Всю дорогу Крылышкин извинялся и объяснял, рассказывал про окно, про сторожа, про то, как Киту плакала, про то, как она уснула, про верстак, крыльцо и крылатую овчарку. Брат слушал молча, но даже со спины, по походке, видно было, что он успокаивается и оттаивает. У подъезда он обернулся, внимательно посмотрел на Крылышкина, потом на меня, потом опять на Крылышкина.

— Тормози, тормози, — вздохнул он. — Поднимемся — расскажешь.

Он долго искал в карманах пальто ключи, а когда нашел, то пикнул домофоном, распахнул дверь и мотнул головой.

— Заходите, а.

И пока мы поднимались по светлому, теплому, пахнущему краской подъезду, он все цыкал с досадой, вздыхал и качал головой.
 

Торосы

Неожиданно для самого себя Илья полюбил уходить из офиса последним.

То есть суть, конечно, заключалась не в том, чтобы просто-напросто уйти последним — все проверить, все закрыть, щелкнуть замками и отзвониться в охрану, — а в том, чтобы остаться на какое-то время в пустом офисе, не спеша заварить чай и посидеть с книгой.

Илья знал, что эта любовь пройдет — как проходит у всех недавних выпускников по мере накопления стажа, — и пока она еще не прошла, радовался ей и старался выжать из нее все, что мог. Обстоятельства по-
зволяли — жене до выпуска оставался еще один курс, училась она во вторую смену и несколько раз в неделю заканчивала на полтора-два часа позже, чем Илья. Поначалу он уходил со всеми, метался между офисом, домом и университетом, из которого жену нужно было забирать, успевал даже перекусить, но однажды махнул рукой и стал оставаться в офисе — читать, — а выезжать к окончанию занятий.

Так было и в этот раз — только ехать собирались не домой, а по магазинам: выбирать ему, Илье, костюм на свадьбу друзей. Тот, в котором он женился и который за год выныривал из шкафа всего однажды, как-то вдруг оказался мал.
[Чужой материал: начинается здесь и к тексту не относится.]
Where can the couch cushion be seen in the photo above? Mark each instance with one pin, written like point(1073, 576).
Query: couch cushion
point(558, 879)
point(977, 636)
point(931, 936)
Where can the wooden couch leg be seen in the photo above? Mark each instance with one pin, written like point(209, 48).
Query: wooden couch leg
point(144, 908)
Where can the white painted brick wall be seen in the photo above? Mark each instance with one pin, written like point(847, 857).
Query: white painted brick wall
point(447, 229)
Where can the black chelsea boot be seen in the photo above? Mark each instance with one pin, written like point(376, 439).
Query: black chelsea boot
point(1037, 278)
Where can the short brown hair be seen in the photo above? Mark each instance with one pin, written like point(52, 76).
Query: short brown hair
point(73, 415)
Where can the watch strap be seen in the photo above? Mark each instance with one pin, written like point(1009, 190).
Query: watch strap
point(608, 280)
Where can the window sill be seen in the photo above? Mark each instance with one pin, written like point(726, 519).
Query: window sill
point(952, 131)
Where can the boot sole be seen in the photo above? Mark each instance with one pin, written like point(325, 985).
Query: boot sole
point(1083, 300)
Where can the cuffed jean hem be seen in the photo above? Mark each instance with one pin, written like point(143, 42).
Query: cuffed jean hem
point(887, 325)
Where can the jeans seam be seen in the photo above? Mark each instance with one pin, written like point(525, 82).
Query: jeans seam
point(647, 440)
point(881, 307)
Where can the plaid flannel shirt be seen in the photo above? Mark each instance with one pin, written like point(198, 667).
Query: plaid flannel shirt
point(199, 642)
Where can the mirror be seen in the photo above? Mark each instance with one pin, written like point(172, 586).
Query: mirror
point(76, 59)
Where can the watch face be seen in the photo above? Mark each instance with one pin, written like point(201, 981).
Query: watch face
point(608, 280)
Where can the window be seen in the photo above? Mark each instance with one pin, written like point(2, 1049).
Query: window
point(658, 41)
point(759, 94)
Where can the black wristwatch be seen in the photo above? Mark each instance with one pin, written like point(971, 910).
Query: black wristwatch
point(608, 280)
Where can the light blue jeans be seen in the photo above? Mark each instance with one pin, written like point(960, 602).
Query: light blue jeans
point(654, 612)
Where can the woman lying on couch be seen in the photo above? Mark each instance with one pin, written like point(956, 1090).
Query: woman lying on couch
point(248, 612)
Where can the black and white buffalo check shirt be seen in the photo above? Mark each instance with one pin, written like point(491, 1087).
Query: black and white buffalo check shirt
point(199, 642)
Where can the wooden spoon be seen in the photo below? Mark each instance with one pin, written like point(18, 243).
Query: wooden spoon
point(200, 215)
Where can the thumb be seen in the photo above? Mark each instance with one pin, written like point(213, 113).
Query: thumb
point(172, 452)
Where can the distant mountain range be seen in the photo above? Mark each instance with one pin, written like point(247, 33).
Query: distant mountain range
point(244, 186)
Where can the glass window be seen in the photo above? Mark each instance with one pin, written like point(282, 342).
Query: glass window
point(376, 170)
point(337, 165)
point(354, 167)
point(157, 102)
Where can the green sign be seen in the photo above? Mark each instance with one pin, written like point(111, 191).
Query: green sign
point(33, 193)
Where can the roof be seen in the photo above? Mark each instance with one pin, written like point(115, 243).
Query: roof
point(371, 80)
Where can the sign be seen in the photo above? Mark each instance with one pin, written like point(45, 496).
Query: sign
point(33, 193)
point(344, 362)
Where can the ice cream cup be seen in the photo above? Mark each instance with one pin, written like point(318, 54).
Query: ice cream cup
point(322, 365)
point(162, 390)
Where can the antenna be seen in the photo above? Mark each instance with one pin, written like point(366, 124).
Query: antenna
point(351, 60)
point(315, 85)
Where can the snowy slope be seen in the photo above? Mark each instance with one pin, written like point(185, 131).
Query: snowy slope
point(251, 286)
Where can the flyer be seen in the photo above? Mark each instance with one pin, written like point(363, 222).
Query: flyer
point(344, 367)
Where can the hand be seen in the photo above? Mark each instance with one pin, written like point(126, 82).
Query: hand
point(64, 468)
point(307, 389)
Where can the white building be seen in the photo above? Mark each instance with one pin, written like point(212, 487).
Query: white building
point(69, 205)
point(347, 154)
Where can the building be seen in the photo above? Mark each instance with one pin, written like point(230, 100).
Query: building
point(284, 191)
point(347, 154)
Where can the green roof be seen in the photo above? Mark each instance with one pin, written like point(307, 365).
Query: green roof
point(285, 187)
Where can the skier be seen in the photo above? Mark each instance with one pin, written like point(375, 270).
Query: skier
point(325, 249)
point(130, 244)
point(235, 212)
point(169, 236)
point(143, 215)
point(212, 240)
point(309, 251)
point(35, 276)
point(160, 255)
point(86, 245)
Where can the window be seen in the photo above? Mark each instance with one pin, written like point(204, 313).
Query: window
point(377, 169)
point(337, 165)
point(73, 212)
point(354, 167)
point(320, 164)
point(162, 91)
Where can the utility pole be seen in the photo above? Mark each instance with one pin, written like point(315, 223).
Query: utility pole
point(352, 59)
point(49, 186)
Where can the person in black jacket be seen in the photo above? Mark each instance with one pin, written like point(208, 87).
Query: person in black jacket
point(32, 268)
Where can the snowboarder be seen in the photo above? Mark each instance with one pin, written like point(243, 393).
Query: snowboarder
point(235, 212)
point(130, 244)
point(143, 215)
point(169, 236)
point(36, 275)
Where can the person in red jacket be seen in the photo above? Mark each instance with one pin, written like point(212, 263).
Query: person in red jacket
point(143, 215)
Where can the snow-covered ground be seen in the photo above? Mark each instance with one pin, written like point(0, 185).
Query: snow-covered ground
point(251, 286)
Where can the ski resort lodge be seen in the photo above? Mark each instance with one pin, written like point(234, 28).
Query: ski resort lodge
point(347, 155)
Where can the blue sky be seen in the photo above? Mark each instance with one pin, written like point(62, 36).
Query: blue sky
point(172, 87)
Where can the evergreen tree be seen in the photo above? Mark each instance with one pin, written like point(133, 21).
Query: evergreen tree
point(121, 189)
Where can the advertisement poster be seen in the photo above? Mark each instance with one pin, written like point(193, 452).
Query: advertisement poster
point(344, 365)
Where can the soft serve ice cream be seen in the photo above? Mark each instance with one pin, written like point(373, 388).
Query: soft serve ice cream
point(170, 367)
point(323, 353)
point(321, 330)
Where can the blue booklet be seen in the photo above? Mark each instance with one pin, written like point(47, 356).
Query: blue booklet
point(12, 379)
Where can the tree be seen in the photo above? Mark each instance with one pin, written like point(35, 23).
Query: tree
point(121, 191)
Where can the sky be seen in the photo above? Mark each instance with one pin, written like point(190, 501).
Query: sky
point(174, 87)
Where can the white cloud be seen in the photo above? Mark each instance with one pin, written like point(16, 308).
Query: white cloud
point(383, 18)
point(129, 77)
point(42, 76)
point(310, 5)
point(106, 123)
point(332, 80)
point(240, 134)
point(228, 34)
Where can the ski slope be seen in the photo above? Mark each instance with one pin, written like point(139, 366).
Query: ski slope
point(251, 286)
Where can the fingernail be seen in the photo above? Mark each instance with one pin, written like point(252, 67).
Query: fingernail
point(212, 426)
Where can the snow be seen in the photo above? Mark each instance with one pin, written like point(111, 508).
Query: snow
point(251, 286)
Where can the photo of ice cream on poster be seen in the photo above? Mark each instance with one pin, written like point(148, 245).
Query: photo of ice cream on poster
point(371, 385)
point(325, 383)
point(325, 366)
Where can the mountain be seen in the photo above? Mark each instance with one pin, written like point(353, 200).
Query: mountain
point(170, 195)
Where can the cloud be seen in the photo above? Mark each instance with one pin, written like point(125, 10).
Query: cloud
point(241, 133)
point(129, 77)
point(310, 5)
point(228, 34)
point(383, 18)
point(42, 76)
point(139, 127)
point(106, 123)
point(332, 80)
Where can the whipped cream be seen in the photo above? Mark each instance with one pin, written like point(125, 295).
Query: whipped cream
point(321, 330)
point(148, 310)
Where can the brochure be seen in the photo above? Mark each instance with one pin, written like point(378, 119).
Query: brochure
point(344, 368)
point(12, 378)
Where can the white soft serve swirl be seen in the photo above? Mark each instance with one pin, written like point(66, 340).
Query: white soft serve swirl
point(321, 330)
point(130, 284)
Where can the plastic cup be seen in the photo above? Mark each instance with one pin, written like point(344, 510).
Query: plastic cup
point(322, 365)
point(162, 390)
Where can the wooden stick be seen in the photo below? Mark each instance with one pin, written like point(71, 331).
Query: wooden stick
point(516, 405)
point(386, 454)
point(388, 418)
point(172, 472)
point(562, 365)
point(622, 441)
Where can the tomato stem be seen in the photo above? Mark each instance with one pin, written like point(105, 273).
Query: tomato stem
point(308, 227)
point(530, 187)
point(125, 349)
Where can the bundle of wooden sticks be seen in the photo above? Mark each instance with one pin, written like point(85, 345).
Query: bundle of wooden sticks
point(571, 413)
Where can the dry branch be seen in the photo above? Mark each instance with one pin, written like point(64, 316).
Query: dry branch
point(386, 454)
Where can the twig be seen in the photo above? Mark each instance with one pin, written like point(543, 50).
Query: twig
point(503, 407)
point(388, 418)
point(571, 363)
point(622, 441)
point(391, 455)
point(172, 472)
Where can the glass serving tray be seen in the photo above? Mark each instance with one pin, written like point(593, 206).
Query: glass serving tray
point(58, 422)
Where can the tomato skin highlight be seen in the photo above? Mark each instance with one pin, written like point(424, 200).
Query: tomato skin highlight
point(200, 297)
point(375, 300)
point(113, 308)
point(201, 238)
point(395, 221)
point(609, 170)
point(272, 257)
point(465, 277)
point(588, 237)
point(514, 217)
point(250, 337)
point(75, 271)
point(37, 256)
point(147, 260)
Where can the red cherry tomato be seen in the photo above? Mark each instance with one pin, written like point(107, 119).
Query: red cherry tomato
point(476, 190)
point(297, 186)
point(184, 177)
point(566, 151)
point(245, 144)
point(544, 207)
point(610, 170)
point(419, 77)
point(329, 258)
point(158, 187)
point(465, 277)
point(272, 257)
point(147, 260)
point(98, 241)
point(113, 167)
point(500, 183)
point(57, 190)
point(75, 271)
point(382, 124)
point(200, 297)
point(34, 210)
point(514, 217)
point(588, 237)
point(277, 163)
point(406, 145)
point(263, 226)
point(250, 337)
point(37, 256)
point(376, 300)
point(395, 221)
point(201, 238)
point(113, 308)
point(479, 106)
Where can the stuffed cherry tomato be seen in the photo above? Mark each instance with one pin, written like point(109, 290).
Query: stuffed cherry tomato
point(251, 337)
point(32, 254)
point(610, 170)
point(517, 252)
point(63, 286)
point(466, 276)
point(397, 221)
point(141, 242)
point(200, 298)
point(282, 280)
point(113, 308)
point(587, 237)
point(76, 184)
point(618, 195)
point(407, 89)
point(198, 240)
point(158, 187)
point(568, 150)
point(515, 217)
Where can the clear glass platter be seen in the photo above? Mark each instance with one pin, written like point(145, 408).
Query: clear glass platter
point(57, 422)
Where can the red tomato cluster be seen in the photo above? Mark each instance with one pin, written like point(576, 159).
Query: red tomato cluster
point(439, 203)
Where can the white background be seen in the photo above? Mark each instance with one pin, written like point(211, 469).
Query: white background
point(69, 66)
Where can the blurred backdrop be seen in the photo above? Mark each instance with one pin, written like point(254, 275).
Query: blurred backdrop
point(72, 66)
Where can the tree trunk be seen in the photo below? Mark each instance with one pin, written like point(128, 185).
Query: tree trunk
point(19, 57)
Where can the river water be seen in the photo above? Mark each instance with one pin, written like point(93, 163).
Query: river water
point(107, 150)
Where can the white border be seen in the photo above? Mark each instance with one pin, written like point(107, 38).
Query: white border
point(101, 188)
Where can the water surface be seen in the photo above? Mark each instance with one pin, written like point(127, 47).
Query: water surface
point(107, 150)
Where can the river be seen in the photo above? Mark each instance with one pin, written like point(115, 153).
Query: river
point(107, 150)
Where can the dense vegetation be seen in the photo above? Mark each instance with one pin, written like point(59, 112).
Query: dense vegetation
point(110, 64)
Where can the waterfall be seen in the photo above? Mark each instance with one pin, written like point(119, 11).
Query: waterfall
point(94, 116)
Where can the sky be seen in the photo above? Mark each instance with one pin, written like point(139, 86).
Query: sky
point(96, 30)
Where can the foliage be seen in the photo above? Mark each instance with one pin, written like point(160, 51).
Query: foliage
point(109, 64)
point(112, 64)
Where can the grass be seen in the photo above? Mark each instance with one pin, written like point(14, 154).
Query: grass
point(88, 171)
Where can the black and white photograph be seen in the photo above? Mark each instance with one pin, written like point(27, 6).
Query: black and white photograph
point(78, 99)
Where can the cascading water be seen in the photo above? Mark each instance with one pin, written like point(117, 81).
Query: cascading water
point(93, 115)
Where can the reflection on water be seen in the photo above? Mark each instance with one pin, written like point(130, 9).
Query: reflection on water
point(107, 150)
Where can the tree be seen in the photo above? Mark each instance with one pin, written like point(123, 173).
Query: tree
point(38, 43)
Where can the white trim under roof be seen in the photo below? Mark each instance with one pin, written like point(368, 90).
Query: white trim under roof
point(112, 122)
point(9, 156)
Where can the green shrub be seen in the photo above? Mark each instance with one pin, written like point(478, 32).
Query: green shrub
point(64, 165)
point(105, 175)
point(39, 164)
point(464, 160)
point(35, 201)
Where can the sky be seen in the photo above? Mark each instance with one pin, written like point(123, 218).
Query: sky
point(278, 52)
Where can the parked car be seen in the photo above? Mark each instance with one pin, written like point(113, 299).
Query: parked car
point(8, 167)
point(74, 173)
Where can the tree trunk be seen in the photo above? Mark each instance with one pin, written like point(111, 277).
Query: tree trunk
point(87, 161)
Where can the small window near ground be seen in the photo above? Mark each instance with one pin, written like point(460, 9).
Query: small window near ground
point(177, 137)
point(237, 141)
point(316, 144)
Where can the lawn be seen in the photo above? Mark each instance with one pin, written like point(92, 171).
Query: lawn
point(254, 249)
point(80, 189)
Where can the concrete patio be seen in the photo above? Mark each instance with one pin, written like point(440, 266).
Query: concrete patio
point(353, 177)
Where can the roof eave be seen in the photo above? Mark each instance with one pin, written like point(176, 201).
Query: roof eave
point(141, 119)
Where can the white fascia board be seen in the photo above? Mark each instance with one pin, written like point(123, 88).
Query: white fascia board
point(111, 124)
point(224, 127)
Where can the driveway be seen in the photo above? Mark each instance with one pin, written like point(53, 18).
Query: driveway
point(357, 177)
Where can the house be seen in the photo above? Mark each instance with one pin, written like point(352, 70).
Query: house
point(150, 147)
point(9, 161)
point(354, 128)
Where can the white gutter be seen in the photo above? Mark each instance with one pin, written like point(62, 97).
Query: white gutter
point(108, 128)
Вечер выдался ясный, в широкие окна лился золотой осенний, постепенно густеющий свет — и можно было не зажигать лампы. Илья навел порядок на столе, выключил компьютер, выпил чаю и теперь сидел в своем кресле, чуть откинувшись, вытянув ноги под стол, повернувшись так, чтобы свет из окон падал на страницы, и читал.

Читал он книгу, купленную по чьей-то рекомендации еще весной, но почти до самого сентября простоявшую в шкафу, между «Капитанской дочкой» и «Дивным новым миром». Книга называлась «Неугасимая лампада», написал ее неизвестный Илье Борис Ширяев, и рассказывалось в ней о Соловках — когда из монастыря они превратились в лагерь особого назначения. Книга была не то чтобы объемная, но и не маленькая, напечатанная на тонкой, серой, шершавой на ощупь бумаге. На обложке в темный кружок был вписан черно-белый, резкими штрихами пейзаж: пустая лодка на каменистом берегу, а за ней — рябь волн и монастырские купола без крестов.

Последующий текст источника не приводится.